A report from Cook County Treasurer Maria Pappas reveals between 2021 and 2023, businesses in Cook County, which already face some of the highest commercial property taxes in the nation, successfully appealed their property assessments and reduced their collective tax burden by more than $3.3 billion.
The same report shows businesses in Cook County successfully appealed their property assessments and reduced their collective tax burden by more than $3.3 billion.
But it didn’t shrink the amount of money local governments collect. Under Illinois’s levy-based tax system, taxing bodies decide how much money they will raise first, and then the tax rate adjusts to meet that amount.

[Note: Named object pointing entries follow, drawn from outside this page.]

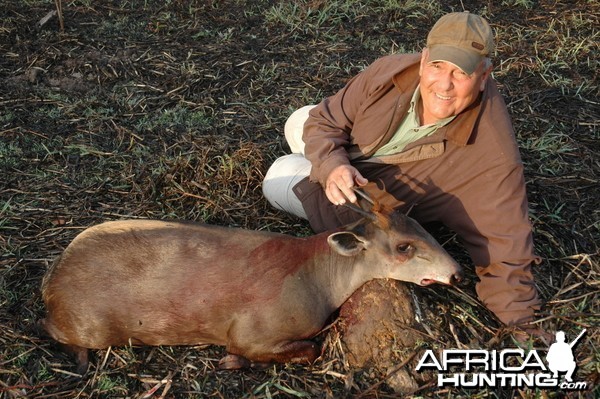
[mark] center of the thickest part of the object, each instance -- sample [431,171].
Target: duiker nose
[456,278]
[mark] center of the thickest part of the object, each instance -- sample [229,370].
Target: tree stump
[377,330]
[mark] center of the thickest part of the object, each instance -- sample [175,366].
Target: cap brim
[464,59]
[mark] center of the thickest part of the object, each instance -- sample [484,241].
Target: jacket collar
[462,127]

When commercial property owners win appeals, the taxes still have to be paid, and the burden shifts to everyone else.
According to the findings, from 2021 to 2023 the cost was largely picked up by homeowners, who paid $1.9 billion more over the same three-year period. That means the property tax appeals system didn’t just reduce commercial bills – it transferred most of the responsibility directly onto families who are already struggling under some of the nation’s highest property tax rates.

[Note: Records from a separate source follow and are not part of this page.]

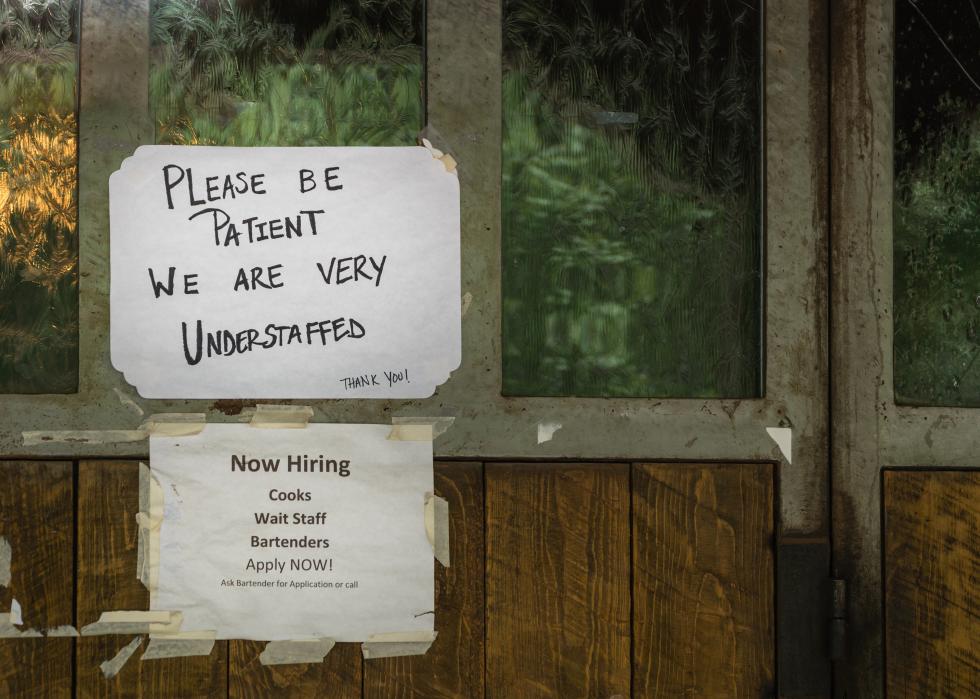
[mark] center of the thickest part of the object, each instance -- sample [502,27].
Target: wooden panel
[337,677]
[703,581]
[37,518]
[558,572]
[932,583]
[108,499]
[453,667]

Businesses have every right to appeal their bills, they pay some of the highest in the nation. But if property tax bills are off by the billions, it’s a sign the government needs to spend less before adding billions to the burden to homeowners.
This wasn’t a one-time shift. Businesses appealed their assessments 64% of the time, while homeowners appealed only 27% of the time. The disparity grows when looking at neighborhood income levels.

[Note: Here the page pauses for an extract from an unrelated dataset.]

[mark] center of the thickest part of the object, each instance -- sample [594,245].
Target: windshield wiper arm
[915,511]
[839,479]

In higher-income communities, nearly 46% of properties filed appeals. In lower-income communities, just 11% appealed. Those with legal resources and better access to information are more likely to challenge their assessments and win. Those without pay more as a result.
These findings coincide with long-standing concerns about property tax appeals. In 2023, the final year covered in the data, former Chicago Ald. Ed Burke was convicted for pressuring businesses into using his private law firm for tax appeals, and former Illinois House Speaker Michael Madigan faced trial on charges related to his tax appeals firm as well.
Separately, a Cook County Board of Review staffer was sentenced to three months in prison for taking bribes to fix property tax appeals. These cases highlight the inherent conflict of interest when lawmakers themselves profit from the appeals process – a problem Illinois has yet to address despite proposals to bar state lawmakers from working as property tax attorneys.
Their cases serve as reminders that the high taxes levied by Illinois counties have frequently made taxes more about who you know than what you owe. Appeals are supposed to ensure fairness in assessments, not redistribute billions of dollars from businesses to homeowners. As long as property tax appeals result in such dramatic shifts, ordinary Cook County residents will continue to bear the cost.
Property tax fairness shouldn’t depend on hiring a lawyer – it should be built into the system itself. Lawmakers should focus on right-sizing government and reducing spending to deliver real tax relief in Cook County and communities across Illinois.